The party’s spokesman, Debo Ologunagba announced in a statement that the NWC took the decision at the end of its 584th meeting on Tuesday in Abuja.
He said the decision was reached in commendation of the efforts and commitment of Damagum’s ability to stabilize and reposition the PDP as the main opposition party in the country.
The party’s national executive meeting was slated for Thursday and the purpose of the meeting was to either affirm or replace Damagun.
“The Deputy National Chairman (South), Amb. Taofeek Arapaja presided over the motion for the Vote of Confidence on the Acting National Chairman, which was moved by the National Vice Chairman (South East) Chief Ali Odefa and seconded by the National Treasurer, Hon. Yayari Mohammed,” Ologunagba said.
Earlier, attempt to pass a vote of confidence on Damagun during the party’s caucus meeting in the House of Representatives on Tuesday met stiff resistance.
Lawmakers loyal to the party’s Acting National Chairman and FCT Minister, Nyesom Wike attempted to pass a vote of confidence on Damagun but were blocked.
The meeting convened by the Leader of the Caucus and House Minority Leader, Hon.
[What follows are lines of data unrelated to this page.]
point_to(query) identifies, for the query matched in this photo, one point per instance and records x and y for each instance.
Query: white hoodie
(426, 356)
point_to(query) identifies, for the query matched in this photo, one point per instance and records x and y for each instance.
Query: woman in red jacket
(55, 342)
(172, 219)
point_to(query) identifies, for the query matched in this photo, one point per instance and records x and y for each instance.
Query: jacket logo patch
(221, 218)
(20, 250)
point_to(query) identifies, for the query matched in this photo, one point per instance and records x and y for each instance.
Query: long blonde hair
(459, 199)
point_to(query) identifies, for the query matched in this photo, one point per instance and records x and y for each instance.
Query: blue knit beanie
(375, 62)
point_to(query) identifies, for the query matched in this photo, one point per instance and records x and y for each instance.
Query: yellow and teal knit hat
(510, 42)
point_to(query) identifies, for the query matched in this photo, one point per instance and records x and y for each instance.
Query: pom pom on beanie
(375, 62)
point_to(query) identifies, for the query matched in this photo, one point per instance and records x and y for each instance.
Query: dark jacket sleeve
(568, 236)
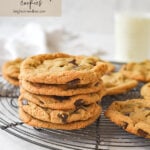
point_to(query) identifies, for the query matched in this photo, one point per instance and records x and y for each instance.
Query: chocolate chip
(61, 66)
(61, 98)
(147, 108)
(142, 133)
(73, 84)
(96, 84)
(24, 102)
(126, 114)
(124, 125)
(79, 103)
(63, 117)
(41, 102)
(147, 115)
(92, 63)
(73, 62)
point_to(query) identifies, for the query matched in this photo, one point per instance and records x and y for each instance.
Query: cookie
(82, 112)
(62, 102)
(138, 71)
(12, 68)
(132, 115)
(11, 80)
(26, 118)
(59, 68)
(116, 83)
(145, 91)
(61, 90)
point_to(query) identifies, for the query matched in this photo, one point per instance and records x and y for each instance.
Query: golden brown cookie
(83, 112)
(62, 102)
(12, 68)
(11, 80)
(110, 66)
(61, 90)
(138, 71)
(145, 91)
(116, 83)
(132, 115)
(26, 118)
(59, 68)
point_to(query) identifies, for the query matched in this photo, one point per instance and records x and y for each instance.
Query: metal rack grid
(101, 135)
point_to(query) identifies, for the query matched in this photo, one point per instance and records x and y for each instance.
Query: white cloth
(33, 39)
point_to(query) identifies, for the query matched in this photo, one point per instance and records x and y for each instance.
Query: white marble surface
(94, 16)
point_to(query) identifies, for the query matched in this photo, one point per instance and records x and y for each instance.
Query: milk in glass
(132, 37)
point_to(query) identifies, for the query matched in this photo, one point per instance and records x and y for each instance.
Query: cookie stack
(61, 91)
(11, 70)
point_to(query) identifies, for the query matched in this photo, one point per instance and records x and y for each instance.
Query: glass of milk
(132, 37)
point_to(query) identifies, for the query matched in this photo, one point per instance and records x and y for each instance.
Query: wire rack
(101, 135)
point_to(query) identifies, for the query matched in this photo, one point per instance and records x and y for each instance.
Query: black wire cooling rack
(101, 135)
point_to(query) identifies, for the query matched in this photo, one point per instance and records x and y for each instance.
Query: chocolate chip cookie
(132, 115)
(59, 68)
(28, 119)
(83, 112)
(62, 102)
(116, 83)
(61, 90)
(145, 91)
(138, 71)
(11, 70)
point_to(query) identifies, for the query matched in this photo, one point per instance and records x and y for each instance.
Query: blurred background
(86, 25)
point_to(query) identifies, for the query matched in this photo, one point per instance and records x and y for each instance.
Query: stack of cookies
(61, 91)
(11, 70)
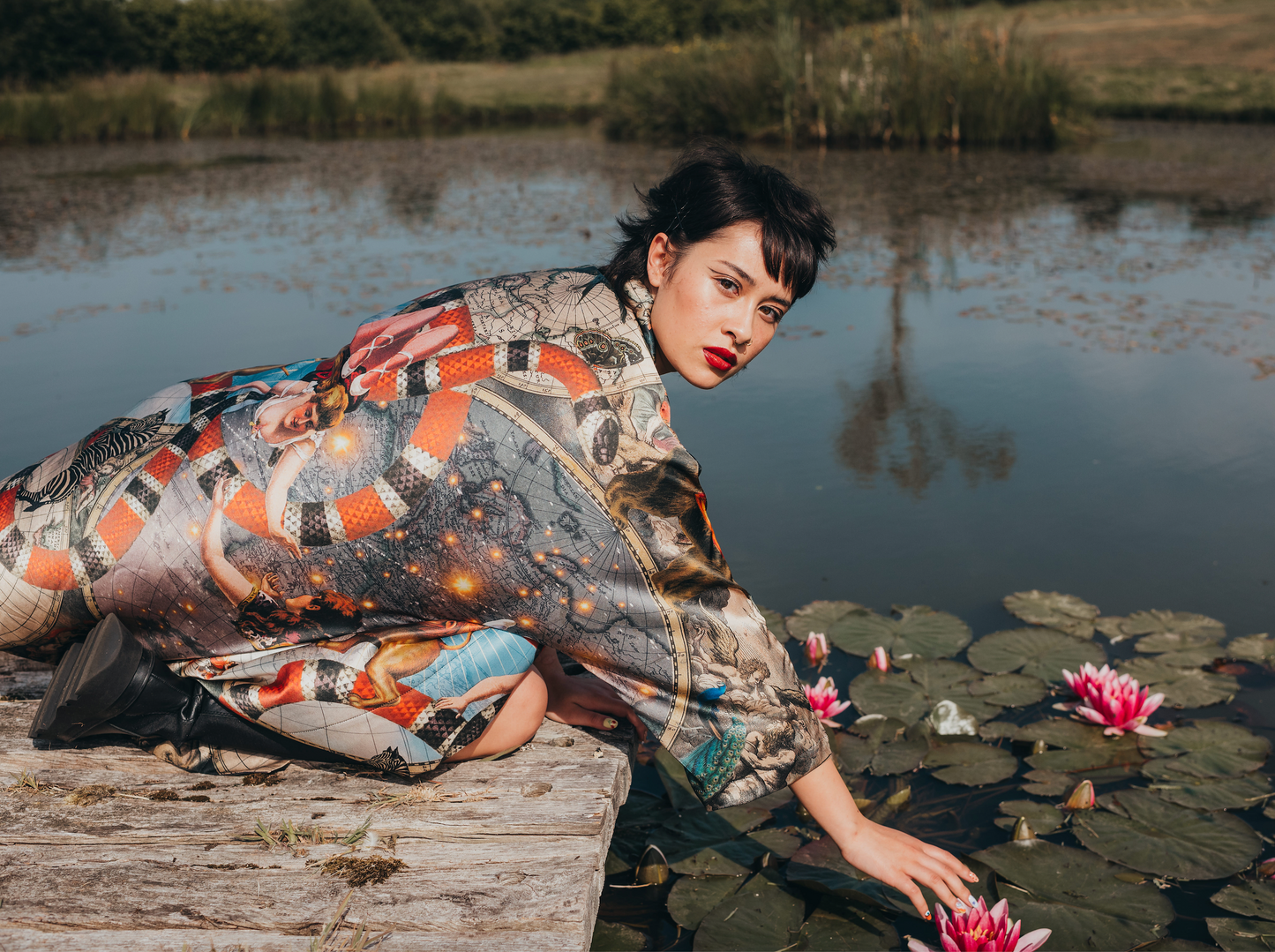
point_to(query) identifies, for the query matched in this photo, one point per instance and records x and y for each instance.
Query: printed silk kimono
(496, 473)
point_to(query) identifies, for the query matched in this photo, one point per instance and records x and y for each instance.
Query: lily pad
(694, 897)
(1076, 895)
(1249, 899)
(1242, 934)
(997, 729)
(1054, 611)
(1174, 641)
(817, 617)
(1085, 747)
(1159, 622)
(1009, 690)
(776, 624)
(1208, 748)
(1040, 653)
(882, 745)
(1144, 832)
(919, 631)
(839, 926)
(1043, 817)
(1254, 648)
(1181, 686)
(889, 693)
(776, 843)
(971, 763)
(1228, 793)
(762, 914)
(1047, 783)
(709, 862)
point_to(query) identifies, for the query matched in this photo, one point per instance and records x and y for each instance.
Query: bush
(227, 36)
(341, 34)
(45, 41)
(922, 86)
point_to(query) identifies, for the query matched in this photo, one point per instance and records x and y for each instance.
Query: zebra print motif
(115, 439)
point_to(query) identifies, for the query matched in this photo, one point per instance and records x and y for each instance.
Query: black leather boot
(112, 685)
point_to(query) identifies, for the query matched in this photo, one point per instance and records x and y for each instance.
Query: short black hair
(712, 188)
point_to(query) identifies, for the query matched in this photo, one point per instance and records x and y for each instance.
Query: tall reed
(314, 103)
(921, 85)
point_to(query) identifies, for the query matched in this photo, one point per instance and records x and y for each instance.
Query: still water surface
(1020, 371)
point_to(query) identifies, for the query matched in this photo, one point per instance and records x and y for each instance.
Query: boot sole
(94, 682)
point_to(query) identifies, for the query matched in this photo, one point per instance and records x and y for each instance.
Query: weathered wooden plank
(521, 868)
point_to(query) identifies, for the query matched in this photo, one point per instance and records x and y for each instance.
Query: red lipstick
(719, 358)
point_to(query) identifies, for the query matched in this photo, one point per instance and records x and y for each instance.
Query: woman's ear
(659, 259)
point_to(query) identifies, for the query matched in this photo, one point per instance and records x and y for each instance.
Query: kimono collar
(641, 300)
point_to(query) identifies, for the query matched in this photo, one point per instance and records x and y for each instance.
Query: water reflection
(1097, 324)
(893, 424)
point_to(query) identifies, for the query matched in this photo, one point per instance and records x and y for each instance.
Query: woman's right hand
(284, 538)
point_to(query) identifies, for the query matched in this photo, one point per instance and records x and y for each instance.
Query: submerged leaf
(1054, 611)
(1252, 648)
(1208, 748)
(1249, 899)
(1076, 895)
(971, 763)
(693, 897)
(1242, 934)
(919, 631)
(616, 937)
(1009, 690)
(889, 693)
(1228, 793)
(1159, 837)
(1086, 748)
(1186, 624)
(1040, 653)
(839, 926)
(1047, 783)
(762, 914)
(1043, 817)
(817, 617)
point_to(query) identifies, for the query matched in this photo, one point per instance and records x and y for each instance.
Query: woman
(521, 478)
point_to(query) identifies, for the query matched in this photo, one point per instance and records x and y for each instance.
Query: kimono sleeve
(745, 727)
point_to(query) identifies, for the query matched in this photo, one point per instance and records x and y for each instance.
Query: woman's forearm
(822, 791)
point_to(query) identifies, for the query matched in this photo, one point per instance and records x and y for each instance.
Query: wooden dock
(109, 849)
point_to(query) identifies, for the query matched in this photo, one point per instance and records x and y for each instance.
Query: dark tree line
(46, 41)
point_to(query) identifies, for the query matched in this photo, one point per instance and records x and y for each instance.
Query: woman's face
(716, 309)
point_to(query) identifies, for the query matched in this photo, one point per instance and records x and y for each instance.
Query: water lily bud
(1083, 797)
(652, 868)
(816, 648)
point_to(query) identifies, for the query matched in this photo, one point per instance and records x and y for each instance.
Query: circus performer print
(512, 488)
(266, 617)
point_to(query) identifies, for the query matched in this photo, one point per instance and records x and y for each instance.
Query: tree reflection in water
(891, 424)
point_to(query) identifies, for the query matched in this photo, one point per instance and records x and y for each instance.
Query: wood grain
(507, 862)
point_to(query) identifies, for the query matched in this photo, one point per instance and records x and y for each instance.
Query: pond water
(1019, 372)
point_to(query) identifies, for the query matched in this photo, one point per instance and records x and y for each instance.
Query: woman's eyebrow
(747, 280)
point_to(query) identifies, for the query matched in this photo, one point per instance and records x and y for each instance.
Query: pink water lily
(980, 931)
(816, 648)
(1112, 700)
(822, 700)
Kingsley Chinda was held for about two hours at the National Assembly, Abuja ahead of today’s NEC meeting.
Last week, a group of 60 PDP federal lawmakers threatened to quit the party if the doctored list of Caretaker Committees in Rivers and 10 other states which was filled with members and loyalist of the All Progressive Congress (APC) is not nullified.
The group under the aegis of Opposition Lawmakers Coalition also demanded the resignation of the Acting National Chairman to pave way for a north-central person to emerge as Acting National Chairman of the party pending the conduct of convention as required by the party’s constitution.
Damagum was appointed the Acting National Chairman in 2023 following the suspension of the former chairman Iyorchia Ayu.
Ayu yesterday withdrew his appeal suit against the PDP and Terhide Utaan who took Ayu to court restraining him from parading himself as the National Chairman following his suspension by his ward.
The Withdrawal of Appeal was contained in Appeal No: CA/MK/88/2024 before the Court of Appeal in Makurdi dated April 15, 2024.“Take notice that the appellant in pursuant herein intends and does hereby wholly withdraws his appeal against all the respondents filed on 27th day of June 2023 vide notice of appeal dated the 26th day of June 2023,” the document reads.